The Yoshibumi Shell Midden (良文貝塚, Yoshibumi kaizuka) is an archaeological site in the Kaizuka neighborhood of the city of Katori, Chiba Prefecture, in the Kantō region of Japan containing a Jōmon period shell midden and settlement ruin. The site was designated a National Historic Site of Japan in 1930. It was the first shell midden to receive National Historic Site designation in Chiba Prefecture.

==Overview==
During the early to middle Jōmon period (approximately 4000 to 2500 BC), sea levels were five to six meters higher than at present, and the ambient temperature was also 2 deg C higher. During this period, the Kantō region was inhabited by the Jōmon people, many of whom lived in coastal settlements. The middens associated with such settlements contain bone, botanical material, mollusc shells, sherds, lithics, and other artifacts and ecofacts associated with the now-vanished inhabitants, and these features, provide a useful source into the diets and habits of Jōmon society. Most of these middens are found along the Pacific coast of Japan. Of the approximately 2400 shell middens throughout Japan, about 120 are concentrated in Chiba city.
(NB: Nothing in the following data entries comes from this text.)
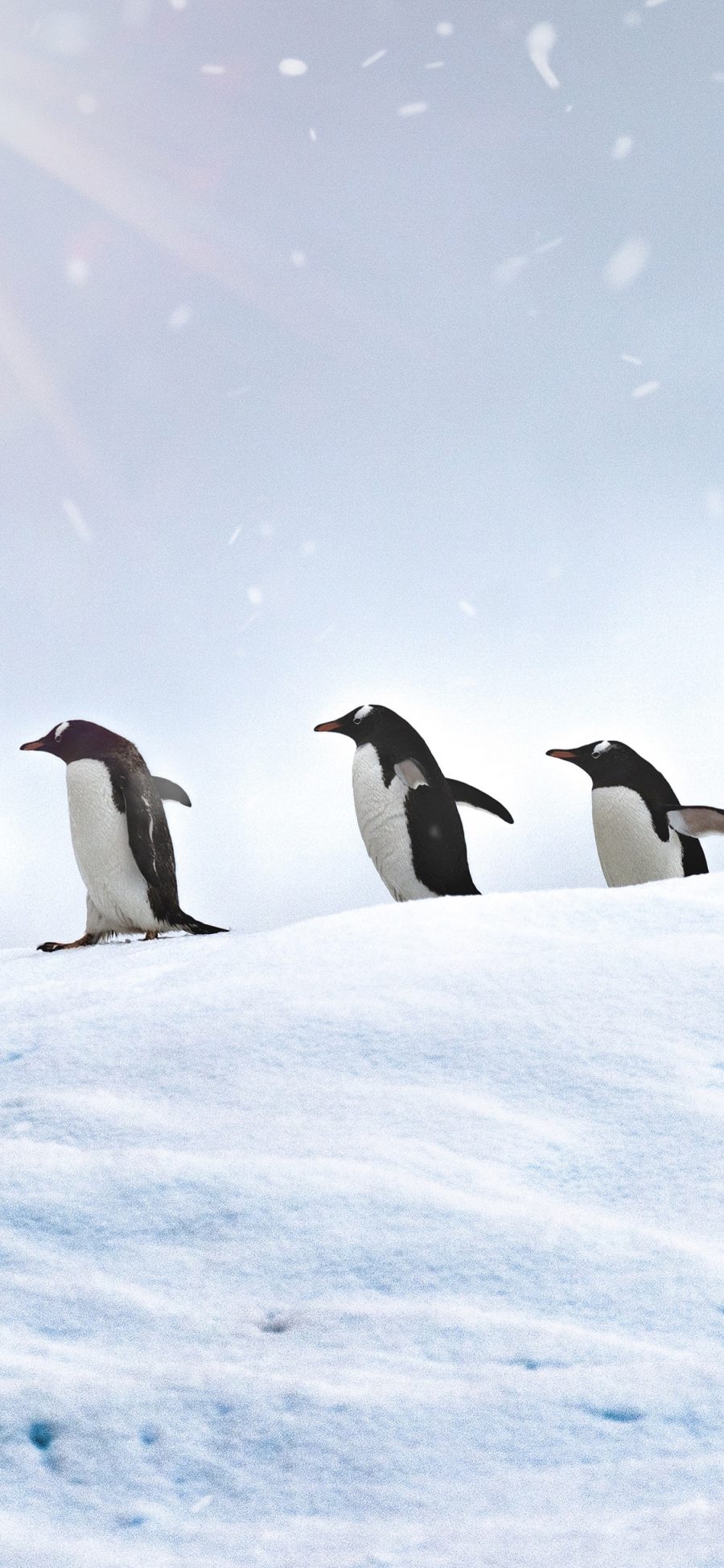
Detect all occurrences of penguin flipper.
[448,780,512,821]
[666,806,724,839]
[395,757,430,788]
[154,775,191,806]
[664,805,708,876]
[119,773,179,920]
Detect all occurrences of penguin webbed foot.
[36,932,99,953]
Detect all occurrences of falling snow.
[66,256,91,289]
[525,22,561,88]
[603,238,650,292]
[491,256,529,289]
[279,56,309,77]
[63,497,91,544]
[167,304,191,332]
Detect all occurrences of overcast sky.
[0,0,724,942]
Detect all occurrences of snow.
[63,496,91,544]
[279,56,309,77]
[603,238,650,292]
[0,876,724,1568]
[167,304,191,332]
[525,22,561,88]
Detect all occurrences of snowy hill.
[0,876,724,1568]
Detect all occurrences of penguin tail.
[174,909,228,936]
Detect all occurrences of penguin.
[545,740,709,887]
[20,718,226,953]
[315,702,512,903]
[666,806,724,839]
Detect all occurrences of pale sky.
[0,0,724,944]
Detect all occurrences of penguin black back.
[317,702,512,902]
[547,740,709,881]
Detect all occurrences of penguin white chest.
[590,784,683,887]
[352,743,438,903]
[66,757,160,933]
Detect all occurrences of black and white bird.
[315,702,512,903]
[545,740,709,887]
[20,718,224,953]
[666,806,724,839]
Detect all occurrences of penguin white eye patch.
[395,757,428,788]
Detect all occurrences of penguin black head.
[20,718,130,762]
[545,740,650,788]
[315,702,387,747]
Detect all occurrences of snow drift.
[0,876,724,1568]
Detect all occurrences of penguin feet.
[36,932,99,953]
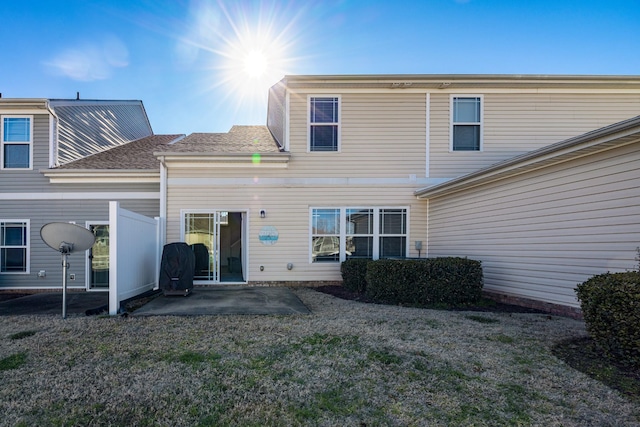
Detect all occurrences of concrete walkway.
[0,286,311,317]
[132,286,311,316]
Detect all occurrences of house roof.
[41,135,184,184]
[55,135,184,171]
[274,74,640,91]
[414,116,640,199]
[154,126,291,168]
[156,126,280,155]
[49,99,153,165]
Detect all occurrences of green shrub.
[366,257,483,305]
[576,271,640,367]
[340,258,371,294]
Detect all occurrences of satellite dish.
[40,222,95,254]
[40,222,96,319]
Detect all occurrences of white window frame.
[0,114,34,171]
[309,205,411,265]
[0,219,31,275]
[449,93,484,153]
[307,94,342,153]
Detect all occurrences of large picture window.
[0,116,33,169]
[311,207,408,262]
[309,97,340,151]
[451,96,482,151]
[0,220,29,273]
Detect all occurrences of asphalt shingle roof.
[156,126,280,154]
[55,135,182,170]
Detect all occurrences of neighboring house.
[156,75,640,314]
[0,98,185,290]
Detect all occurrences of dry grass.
[0,289,640,426]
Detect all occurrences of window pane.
[0,248,27,273]
[3,117,31,142]
[310,125,338,151]
[0,223,27,246]
[4,144,29,169]
[380,209,407,234]
[380,237,407,258]
[347,236,373,259]
[347,209,373,234]
[453,98,480,123]
[310,98,338,123]
[311,236,340,262]
[312,209,340,234]
[453,125,480,151]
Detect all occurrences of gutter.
[45,100,60,168]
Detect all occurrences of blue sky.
[0,0,640,134]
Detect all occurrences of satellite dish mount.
[40,222,95,319]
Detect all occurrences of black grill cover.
[159,242,196,295]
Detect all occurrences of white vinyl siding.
[428,143,640,307]
[0,115,33,170]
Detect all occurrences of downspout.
[46,100,60,168]
[158,156,167,247]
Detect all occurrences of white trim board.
[0,191,160,200]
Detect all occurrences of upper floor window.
[0,116,33,169]
[0,220,29,273]
[451,96,482,151]
[309,96,340,151]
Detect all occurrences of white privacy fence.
[109,202,160,315]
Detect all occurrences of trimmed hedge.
[576,271,640,367]
[340,258,373,294]
[365,257,483,305]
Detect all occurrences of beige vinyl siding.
[167,176,426,282]
[429,143,640,307]
[429,91,640,178]
[287,92,426,177]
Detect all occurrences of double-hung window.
[0,220,29,273]
[0,116,33,169]
[311,207,408,262]
[380,209,407,258]
[309,96,340,151]
[451,96,482,151]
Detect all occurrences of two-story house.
[156,75,640,314]
[0,98,178,290]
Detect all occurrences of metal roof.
[49,99,153,165]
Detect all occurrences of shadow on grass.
[551,337,640,402]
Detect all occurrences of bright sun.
[244,50,269,79]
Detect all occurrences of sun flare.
[244,50,269,79]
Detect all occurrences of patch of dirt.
[313,285,549,314]
[313,285,640,402]
[0,292,33,302]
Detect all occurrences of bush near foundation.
[340,258,373,294]
[576,271,640,367]
[365,257,483,305]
The Yoshibumi midden is located on the southwest bank of the Kurobe River, near its confluence with the Tone River at an elevation of 50 meters above the present sea levels. It is on a plateau slope sandwiched between valleys, and is one of the largest middens to have been found in the lower reaches of the Tone River. The site consists of nine large and small middens scattered about 330 meters east-to-west by 160 meters north-to-south area and dates from the middle to late Jōmon period. The shell layer has a thickness of over three meters. The site was first excavated in 1929. Excavated artifacts included Jōmon pottery from the early to middle portion of the late Jōmon period, mainly Horinouchi-type II and Kasori Type B along with stone tools, bone spearpoints and bracelets made from shell. Some of the pottery found included anthropomorphic jars of unknown purpose. The types of clam shells found in the midden included hamaguri and shijimi. although many other species were represented, as well as fish bones from stingrays, sharks, sea bass and fugu and animal bones from Japanese macaques, wild boar, sitka deer and dogs. In an excavation conducted in 2008, the foundations of pit dwellings and prehistoric storage pits were confirmed.

The site is about 15 minutes by car from Omigawa Station on the JR East Narita Line.